Death of Jonathan Sanders
- Date: July 8, 2015
- Type: Death

= Death of Jonathan Sanders =

2015 death of a man in Mississippi police custody

On July 8, 2015, Jonathan Sanders, a 39-year-old Black man, died while being restrained by Stonewall, Mississippi police officer Kevin Herrington. In January 2016, a grand jury declined to indict the officer, and in March 2016, a grand jury determined Sanders choked after swallowing a bag of cocaine, and police had not used excessive force while restraining him.

==Incident and inquiry==
At the time of the incident, witnesses reported that the officer had used a racial slur during his encounter with Sanders, and that Sanders' breathing had been obstructed by officer Kevin Herrington for as much as 30 minutes. Sanders died at the scene. At his funeral on July 18, 2015, 1,000 people attended.

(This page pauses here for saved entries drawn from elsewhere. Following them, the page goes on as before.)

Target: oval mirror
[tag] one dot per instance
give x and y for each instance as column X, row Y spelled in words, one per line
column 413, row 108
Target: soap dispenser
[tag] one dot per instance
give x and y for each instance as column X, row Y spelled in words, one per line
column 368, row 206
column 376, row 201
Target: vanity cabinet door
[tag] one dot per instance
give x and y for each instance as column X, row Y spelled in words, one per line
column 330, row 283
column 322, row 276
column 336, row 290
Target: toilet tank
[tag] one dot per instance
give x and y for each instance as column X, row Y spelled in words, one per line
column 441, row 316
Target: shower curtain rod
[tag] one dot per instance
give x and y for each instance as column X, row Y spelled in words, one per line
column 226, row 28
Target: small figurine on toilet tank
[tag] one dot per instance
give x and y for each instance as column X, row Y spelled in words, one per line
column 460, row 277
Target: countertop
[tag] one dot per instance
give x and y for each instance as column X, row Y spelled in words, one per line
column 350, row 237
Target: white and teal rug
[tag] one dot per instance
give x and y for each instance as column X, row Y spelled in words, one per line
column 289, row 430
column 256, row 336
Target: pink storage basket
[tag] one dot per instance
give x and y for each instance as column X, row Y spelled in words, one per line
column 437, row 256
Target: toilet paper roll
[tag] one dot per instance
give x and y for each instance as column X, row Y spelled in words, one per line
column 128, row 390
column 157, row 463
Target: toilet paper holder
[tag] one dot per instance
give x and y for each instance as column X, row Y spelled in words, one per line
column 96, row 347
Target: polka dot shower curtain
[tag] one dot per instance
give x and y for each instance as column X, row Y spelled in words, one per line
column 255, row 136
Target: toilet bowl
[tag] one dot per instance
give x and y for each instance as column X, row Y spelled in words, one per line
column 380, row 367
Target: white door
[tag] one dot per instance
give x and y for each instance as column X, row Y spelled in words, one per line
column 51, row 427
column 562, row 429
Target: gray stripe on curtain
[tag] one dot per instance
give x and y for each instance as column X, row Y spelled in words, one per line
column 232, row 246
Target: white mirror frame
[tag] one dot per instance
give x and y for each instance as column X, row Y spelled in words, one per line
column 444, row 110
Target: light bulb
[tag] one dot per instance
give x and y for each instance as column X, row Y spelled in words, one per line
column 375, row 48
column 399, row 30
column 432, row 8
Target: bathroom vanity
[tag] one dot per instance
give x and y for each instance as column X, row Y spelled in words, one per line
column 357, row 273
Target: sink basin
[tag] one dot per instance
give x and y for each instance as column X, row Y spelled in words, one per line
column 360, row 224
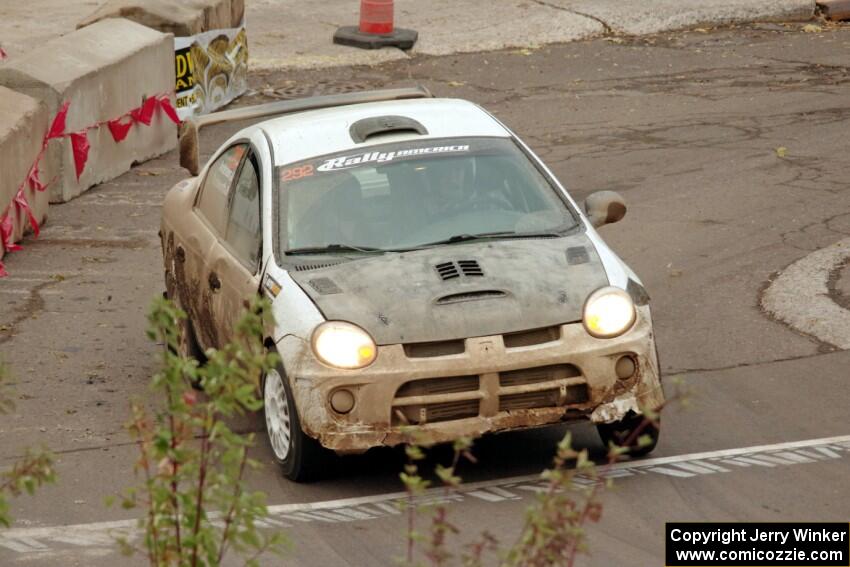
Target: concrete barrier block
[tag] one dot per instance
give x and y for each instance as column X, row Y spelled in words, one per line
column 104, row 70
column 23, row 121
column 189, row 17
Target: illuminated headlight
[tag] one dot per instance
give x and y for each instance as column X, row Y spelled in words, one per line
column 343, row 345
column 608, row 312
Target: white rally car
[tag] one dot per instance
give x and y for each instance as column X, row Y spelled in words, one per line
column 428, row 274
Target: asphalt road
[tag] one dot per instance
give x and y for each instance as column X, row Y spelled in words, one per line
column 686, row 126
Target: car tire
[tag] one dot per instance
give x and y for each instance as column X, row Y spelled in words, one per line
column 620, row 432
column 300, row 456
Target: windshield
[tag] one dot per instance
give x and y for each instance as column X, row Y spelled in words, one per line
column 414, row 194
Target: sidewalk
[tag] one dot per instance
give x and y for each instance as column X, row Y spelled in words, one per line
column 293, row 34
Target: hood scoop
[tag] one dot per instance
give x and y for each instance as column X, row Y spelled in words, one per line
column 318, row 265
column 471, row 296
column 451, row 270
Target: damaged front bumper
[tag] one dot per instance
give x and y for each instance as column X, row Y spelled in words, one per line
column 443, row 391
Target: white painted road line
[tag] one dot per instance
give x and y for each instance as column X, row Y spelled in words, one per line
column 799, row 296
column 98, row 534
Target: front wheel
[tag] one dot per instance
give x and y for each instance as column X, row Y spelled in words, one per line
column 300, row 456
column 624, row 433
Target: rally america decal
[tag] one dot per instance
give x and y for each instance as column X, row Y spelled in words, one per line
column 347, row 162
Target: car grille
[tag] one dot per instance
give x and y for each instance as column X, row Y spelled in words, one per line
column 432, row 400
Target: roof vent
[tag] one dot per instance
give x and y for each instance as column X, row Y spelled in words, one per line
column 325, row 286
column 366, row 128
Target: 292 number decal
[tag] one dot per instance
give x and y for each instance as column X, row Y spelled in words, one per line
column 296, row 173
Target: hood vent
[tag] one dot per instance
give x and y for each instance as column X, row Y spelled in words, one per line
column 471, row 296
column 451, row 270
column 308, row 267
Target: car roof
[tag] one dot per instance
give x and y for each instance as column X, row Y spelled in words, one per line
column 304, row 135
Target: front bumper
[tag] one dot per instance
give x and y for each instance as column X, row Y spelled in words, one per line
column 496, row 383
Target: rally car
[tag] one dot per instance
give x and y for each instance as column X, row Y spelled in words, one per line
column 429, row 276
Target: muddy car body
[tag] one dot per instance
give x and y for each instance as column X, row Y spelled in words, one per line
column 428, row 274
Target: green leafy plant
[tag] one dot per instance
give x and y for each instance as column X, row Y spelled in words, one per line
column 29, row 472
column 192, row 464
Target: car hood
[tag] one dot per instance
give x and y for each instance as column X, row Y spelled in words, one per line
column 458, row 291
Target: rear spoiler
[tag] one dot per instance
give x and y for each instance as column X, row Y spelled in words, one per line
column 189, row 150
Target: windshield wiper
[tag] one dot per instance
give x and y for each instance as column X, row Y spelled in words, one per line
column 331, row 248
column 488, row 235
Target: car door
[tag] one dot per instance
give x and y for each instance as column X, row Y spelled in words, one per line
column 203, row 247
column 234, row 277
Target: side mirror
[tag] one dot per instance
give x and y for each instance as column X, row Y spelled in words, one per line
column 604, row 207
column 189, row 151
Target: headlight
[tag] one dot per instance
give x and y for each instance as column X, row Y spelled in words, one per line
column 343, row 345
column 608, row 312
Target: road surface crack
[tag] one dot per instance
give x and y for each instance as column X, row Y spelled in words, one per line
column 596, row 19
column 824, row 352
column 33, row 305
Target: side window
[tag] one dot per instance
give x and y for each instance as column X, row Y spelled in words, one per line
column 213, row 202
column 243, row 222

The Federal Bureau of Investigation (FBI) was reported to have joined the investigation into Sanders' death.

==Outcome of grand jury==
Following a medical autopsy in July 2015, which determined the cause of death as homicide by "manual asphyxiation", Clarke County District Attorney Bilbo Mitchell scheduled a grand jury. In January 2016, a grand jury determined that Sanders died of "mechanical asphyxia" after swallowing a bag of cocaine, and that the police officer was in the right to pursue Sanders based on the suspicion he was involved in drug activity. It furthermore determined there was no evidence showing a traumatic injury inflicted by the police officer. There was speculation over whether the police officer had used a racial slur during the incident. The jury found no evidence to support that. The jury concluded that Sanders "did not act in conformity with his normal character due to the influence of cocaine which was found in his system at the time of his death". The NAACP doubted the grand jury findings and released a statement asking for an outside investigation by the Department of Justice.